I think I've said all that needs to be said here.
Q: How many girls is too many in a weekend?
A: Anything over three per day is superfluous. That work?
If not, just increase the number I said to whatever you feel is healthy and I will nod my head in agreement.
We need to take a timeout because until last week I never knew this song existed.
The song is a heater, no doubt, but a number of things Eddie listed would destroy most human assholes, so proceed with caution if you're looking to sodomize yourself with pizza crust or a mink coat.
Q: Alright, so I know that dreams are typically bullshit but I had some crazy shit happen. I saw an ex-girlfriend (who I dated for one and a half years) and the girl I cheated on her with. The ex came up and was begging for my dick and wanted me back but I rejected her to go hook up with the other chick (despite her not being that hot and whatever). WHAT THE HELL DOES THIS CRAZY ASS DREAM MEAN?
A: It probably means that even in your dreams you're a whopping bag-o-scum.
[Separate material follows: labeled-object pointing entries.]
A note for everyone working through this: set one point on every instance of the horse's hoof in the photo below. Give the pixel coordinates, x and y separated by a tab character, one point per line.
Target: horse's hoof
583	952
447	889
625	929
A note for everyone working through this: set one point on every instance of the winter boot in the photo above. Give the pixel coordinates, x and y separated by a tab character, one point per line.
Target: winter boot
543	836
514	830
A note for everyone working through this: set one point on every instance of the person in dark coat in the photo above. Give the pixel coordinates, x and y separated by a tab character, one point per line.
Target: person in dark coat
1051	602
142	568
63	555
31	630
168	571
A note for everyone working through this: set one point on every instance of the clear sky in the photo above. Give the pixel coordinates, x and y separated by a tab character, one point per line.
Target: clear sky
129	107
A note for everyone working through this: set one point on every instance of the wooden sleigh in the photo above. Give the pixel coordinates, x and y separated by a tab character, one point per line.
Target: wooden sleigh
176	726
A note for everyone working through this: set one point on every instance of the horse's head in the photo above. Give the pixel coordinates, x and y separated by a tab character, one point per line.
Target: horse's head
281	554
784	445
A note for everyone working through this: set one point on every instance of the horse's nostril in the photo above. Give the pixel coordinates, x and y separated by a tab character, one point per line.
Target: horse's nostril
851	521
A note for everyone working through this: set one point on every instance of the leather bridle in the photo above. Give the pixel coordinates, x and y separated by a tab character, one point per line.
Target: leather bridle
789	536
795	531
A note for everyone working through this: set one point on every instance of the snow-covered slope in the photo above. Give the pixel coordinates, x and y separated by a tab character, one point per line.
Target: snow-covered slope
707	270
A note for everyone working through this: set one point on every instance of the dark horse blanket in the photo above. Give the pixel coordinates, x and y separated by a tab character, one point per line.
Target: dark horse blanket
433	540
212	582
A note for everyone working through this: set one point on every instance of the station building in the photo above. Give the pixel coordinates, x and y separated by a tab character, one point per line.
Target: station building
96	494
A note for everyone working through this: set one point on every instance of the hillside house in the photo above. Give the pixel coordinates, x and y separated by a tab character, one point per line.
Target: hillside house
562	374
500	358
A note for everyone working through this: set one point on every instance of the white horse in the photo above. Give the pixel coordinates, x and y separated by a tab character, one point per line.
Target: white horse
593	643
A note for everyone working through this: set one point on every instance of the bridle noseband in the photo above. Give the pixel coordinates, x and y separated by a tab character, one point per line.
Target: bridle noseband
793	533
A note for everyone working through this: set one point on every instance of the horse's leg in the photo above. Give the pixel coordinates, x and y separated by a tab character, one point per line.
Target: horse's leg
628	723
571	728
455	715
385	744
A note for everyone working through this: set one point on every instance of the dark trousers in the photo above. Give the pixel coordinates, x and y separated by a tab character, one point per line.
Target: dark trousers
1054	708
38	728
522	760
This might come as a surprise to you, but I don't have a PhD in dream reading. However, if I had to make a wild guess — and I DO — I'd say that this nightmare solidifies the fact that you don't belong with your ex.
Q: I'm going to be playing lacrosse at a D1 school where from what I'm told, laxers run the place. My question is how do I use this to my advantage to wheel girls?
A: This question is so perfect I think I'll just move on without answering it. Sound good?
Q: So I'm just going to cut right to the chase. If you know you're going to break it off with a girl you've been seeing before college starts back up, but decide you want to bang her one last time before you do, is that a dick move? And is it advisable?
P.S. More or less a summer fling, but she goes to the same college I do, and its a smaller college (under 4,000 kids).
Thanks in advance for your advice on this most pressing of matters.
A: Of course it's a shitbag move. But if you're going to take a walk over dickhead's bridge, try to ease the blow on her and your reputation by sticking it out for a few weeks after your final frontier. That way it will look less premeditated. Blowing your load and then almost immediately saying, “We're done, you stupid TWATWAFFLE” or something with slightly less flare but similar sentiment, is probably a bad idea.
Wanting to roll through college single is ideal for a lot of guys. I get that. I lived that. But I also set fire to plenty of bridges on my way over them and unless the girl has crossed you, it's really not worth going out like that. Because someday — maybe after college — you might look back an think, “Man, I really regret dumping Ashley the way I did. Now that I've fucked 99 other chicks, I'd like to get a second chance at that.”
If you leave like a total shitbeard, that second chance will certainly never come, not to mention how it will hurt your chances with other chicks in the near future. Naw what I'm sayin'?
Q: Here's a curve ball. This girl I know ( mildly attractive and could've banged) sent me a snapchat of her on the can. No lady parts or anything but just her face and a stupid caption. What do I do?
A: Was the caption, “Making room for you 😉 $$$”?
If I'm being completely honest with you, this broad seems like pure filth and it's probably in your best interests to fuck her. With no condom, of course.